Tim Key: ‘For my 10th birthday I saw Little and Large in concert. It blew my mind’

As an adult you can obviously buy candles whenever you want. I started doing that three or four times a week once I was earning a decent wage and it’s killed the magic

It’s my birthday this week. I am, as a man, 100 per cent indifferent to birthdays. I am not “bang up for it”, but nor do I waddle about telling anyone who’ll listen that I’m devastated that it is my birthday this week, simultaneously sneakily reminding them to get me something on Amazon. It’s coming. I’ll deal with it. No fanfare. Just a 700-word column about it, and move on.

I’ve had a few classic birthdays, of course. My 30th was good because it was a surprise. I knew I was going to be 30, of course, but I didn’t know I’d be kidnapped and taken to a field for it. And I seem to remember my 26th was OK. I think it was swimming, or the cinema with friends, or alone. But for my best birthdays, you have to go back to the 1980s. Merry afternoons spent in forests, roasting things on a big fat fire, my old man fanning the flames, supervising. One year we went and played rounders and then went to a Beefeater. I’m weeping with happiness just writing this. And that’s before we even discuss my 10th. A pearler.
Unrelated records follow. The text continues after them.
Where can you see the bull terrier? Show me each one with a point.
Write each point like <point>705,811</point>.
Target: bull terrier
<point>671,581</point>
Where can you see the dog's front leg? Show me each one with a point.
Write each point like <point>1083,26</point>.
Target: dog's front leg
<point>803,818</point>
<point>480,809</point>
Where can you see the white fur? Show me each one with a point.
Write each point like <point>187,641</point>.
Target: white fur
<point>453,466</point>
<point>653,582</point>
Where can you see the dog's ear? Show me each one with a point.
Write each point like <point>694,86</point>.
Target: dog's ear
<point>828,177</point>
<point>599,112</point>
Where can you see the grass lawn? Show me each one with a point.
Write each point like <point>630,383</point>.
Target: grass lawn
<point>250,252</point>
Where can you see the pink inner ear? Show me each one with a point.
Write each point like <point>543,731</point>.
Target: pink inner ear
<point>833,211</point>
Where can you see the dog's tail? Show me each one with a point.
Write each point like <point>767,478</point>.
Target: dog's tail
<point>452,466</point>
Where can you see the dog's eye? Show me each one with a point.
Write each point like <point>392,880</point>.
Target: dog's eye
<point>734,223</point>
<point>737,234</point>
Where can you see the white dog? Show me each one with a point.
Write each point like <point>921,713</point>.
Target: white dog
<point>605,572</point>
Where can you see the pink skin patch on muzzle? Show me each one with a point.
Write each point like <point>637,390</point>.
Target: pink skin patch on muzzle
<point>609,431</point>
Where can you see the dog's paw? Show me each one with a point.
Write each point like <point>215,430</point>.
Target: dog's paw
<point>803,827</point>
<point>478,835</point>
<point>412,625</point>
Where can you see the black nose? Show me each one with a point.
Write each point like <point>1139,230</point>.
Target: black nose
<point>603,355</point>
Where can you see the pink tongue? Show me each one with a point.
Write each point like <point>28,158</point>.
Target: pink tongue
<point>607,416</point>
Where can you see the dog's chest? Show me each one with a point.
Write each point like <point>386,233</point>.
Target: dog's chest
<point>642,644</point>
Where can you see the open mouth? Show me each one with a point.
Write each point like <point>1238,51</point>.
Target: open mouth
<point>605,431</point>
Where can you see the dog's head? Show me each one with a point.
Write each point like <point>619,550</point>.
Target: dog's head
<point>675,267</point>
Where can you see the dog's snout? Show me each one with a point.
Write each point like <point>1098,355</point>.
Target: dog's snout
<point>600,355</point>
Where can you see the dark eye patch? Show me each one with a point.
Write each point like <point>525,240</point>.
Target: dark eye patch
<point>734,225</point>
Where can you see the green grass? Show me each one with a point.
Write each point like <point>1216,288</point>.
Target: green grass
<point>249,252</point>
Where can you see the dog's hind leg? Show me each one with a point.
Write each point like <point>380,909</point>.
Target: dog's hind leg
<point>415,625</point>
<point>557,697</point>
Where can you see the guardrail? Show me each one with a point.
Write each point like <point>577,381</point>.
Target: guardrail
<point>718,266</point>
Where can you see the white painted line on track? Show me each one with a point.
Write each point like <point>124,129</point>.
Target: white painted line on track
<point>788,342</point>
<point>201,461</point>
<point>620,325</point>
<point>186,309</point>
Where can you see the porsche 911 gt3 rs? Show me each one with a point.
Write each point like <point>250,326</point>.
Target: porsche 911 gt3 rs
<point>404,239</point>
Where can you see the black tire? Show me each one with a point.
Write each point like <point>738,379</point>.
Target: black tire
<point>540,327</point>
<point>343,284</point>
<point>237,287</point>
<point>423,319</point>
Birthdays are for children, you see. I remember feeling so special when I was allowed to blow out candles as a kid. Once a year you’d get a shot at it and the room would go wild. As an adult you can obviously buy candles whenever you want, light them and blow them out to your heart’s content. I started doing that three or four times a week once I was earning a decent wage and it’s killed the magic. Now, when my dear mother stuffs candles into the top of a cake and lights them, I just count them gloomily and let them burn down.

A major upside of birthdays is the prospect of a thoughtful present (feel free to get involved). I’ve got some crap over the years but I hold out hope. You have to. A few books and hats come my way each year, of course. Last year I got Nando’s vouchers from someone who’d done a corporate for Nando’s.

My friend Flyboy is the only one who’s cracked it. He gets me the same thing every year: tickets to the cricket. It’s wonderful. Generous and exciting. Last year we watched England drive a stump through South Africa’s all-conquering batting line-up and this year we’ll gloat as Cook’s battling bastards roll over the Aussies. Flyboy’s found a winning formula and he sticks to it. For his birthday I always buy him Russell Brand’s My Booky Wook and take him for a quiet pint in Kentish Town.

I know what I’m doing this year. Me and my friend Ali (and Joey Barton) share a birthday and always do the same thing (not Joey). We each invite 30 people to the same pub every year. My people turn up, Ali’s less so. We dress in the same identical shirts, eat the same Thai food and sit there for four hours while the people from my phone contact list have fun around us. Then we go back to my flat and watch a TV show we made together a few years ago, which we’re both really into. We laugh a lot because we’re drunk and it’s a great TV show. And then we try and work out how the sofa bed works. And that’s it done for another year. Pretty ordinary stuff. But birthdays are for children.

For my 10th birthday, I saw Little and Large in concert. I couldn’t believe what I was watching. The funny men from the television were standing there as clear as day, making me laugh in real life. IT BLEW MY MIND.

I didn’t know it at the time, but there was no birthday, NO BIRTHDAY, I would ever have that would be fit to lace the boots of that Little and Large one. Even if Ant and Dec literally walked into to the pub this year and did a personalised 80-minute set for me and my friends I think – even then – it would be more weird than wonderful. Why are you here Ant? No keep doing it, Dec, but why are you here? I think it would put me on edge. That’s it. But if someone could get me a juicer, that would be great.